How much wood can an old man stack? Not nearly as much as he could a few years ago, now he has to go slower and take his time. At least this old man isn’t able to do it quickly, as much, or as easily as he could before. Between the splinters when I forget or am too lazy to fetch a pair of gloves or the tightness in my back from bending and lifting, I work for a bit, the take a break. I don’t stack wood when it’s hot and humid. My heart is back in good condition, but doing that kind of manual labor in the heat is just asking for trouble when it’s not necessary.
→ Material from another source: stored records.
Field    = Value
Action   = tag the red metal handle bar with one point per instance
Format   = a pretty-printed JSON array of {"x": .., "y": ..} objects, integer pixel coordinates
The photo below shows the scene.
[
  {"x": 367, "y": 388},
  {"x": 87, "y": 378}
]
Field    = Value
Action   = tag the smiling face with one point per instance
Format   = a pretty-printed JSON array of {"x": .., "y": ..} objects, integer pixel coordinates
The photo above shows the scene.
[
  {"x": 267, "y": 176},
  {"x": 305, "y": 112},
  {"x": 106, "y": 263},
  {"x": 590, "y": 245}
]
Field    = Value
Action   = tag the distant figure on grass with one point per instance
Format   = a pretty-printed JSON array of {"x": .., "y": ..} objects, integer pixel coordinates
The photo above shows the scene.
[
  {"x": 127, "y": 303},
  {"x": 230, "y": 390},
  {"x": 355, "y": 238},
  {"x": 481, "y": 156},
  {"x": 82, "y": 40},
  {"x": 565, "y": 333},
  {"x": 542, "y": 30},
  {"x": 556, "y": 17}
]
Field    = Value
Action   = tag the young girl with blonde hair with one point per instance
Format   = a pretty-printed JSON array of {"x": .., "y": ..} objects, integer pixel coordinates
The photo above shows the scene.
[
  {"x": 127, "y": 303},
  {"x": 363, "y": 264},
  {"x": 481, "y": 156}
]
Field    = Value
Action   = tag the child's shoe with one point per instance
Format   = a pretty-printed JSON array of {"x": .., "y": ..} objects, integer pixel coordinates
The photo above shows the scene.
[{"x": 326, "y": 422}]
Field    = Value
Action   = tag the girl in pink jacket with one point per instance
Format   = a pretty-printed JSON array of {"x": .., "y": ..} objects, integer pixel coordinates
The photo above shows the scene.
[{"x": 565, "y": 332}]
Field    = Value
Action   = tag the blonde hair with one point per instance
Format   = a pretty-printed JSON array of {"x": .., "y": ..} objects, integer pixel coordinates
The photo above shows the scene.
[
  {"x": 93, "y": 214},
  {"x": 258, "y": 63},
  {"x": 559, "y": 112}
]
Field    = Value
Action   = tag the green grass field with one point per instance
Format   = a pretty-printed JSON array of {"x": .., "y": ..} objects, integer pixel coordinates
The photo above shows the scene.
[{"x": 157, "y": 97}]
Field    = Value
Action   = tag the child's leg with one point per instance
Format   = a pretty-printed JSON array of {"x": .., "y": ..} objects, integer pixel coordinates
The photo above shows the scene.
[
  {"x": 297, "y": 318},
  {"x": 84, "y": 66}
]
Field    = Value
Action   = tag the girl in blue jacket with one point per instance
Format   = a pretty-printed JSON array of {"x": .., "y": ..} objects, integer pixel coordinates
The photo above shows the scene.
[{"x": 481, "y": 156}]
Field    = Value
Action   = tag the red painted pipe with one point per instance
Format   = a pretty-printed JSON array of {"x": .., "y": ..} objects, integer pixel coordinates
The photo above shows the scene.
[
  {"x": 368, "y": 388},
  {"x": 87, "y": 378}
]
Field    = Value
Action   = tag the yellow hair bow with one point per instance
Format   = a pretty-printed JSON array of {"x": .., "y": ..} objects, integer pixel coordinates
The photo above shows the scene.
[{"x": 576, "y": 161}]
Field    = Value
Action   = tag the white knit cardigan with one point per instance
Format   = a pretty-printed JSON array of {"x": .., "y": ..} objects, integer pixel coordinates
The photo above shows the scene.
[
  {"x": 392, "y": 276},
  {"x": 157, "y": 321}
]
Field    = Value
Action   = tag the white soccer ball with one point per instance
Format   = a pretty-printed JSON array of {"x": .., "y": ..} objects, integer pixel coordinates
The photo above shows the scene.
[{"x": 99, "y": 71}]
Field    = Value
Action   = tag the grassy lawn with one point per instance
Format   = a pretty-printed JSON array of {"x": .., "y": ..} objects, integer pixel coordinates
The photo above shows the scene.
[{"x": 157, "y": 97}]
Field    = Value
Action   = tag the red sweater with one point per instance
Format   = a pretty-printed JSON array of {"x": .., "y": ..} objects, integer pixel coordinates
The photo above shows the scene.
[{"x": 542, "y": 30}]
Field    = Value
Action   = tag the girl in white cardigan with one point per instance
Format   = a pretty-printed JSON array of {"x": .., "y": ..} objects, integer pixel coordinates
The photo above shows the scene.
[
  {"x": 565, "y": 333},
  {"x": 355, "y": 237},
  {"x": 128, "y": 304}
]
When I was younger, I stacked my wood pile farther away from my house, then all winter I would struggle to fetch the wood onto my back porch. My wood burner was located in the family room. I would use either a plastic toboggan when the snow was deeper or a wheelbarrow when the ground was frozen and there was limited snow. As the years have passed, I’ve used several other spots in my yard to stack the piles for my fire wood. There were times when I would cut and split the load of logs by myself, but those days are far in the past. One thing I have noticed, each year, I’ve slowly moved the wood stacks closer to my house.

The piles that were farther from my house presented a problem. They were separated from my wood burner by snow drifts. When the snowdrifts were deep, I had to find a way through them or over them while carrying, sledding, or pushing the wood in a wheelbarrow. My wheelbarrow was a rebuilt one with a flat body made from several 2 by 6’s and a metal wheel salvaged from an old deconstructed wheelbarrow. The last placement of my fire wood piles was determined when I moved the wood burner to my basement. I now keep my stacked wood just outside of the garage door. It’s so much closer with usually only one snow drift to either dig through or roll over.

I’m in the process of stacking a dump truck load of precut and split firewood along the side of my driveway and close to that garage door. I found another advantage of stacking my wood burning furnace in my basement, the scraps of bark, splinters, dirt, and wood ashes are kept downstairs in the basement and not upstairs in my house.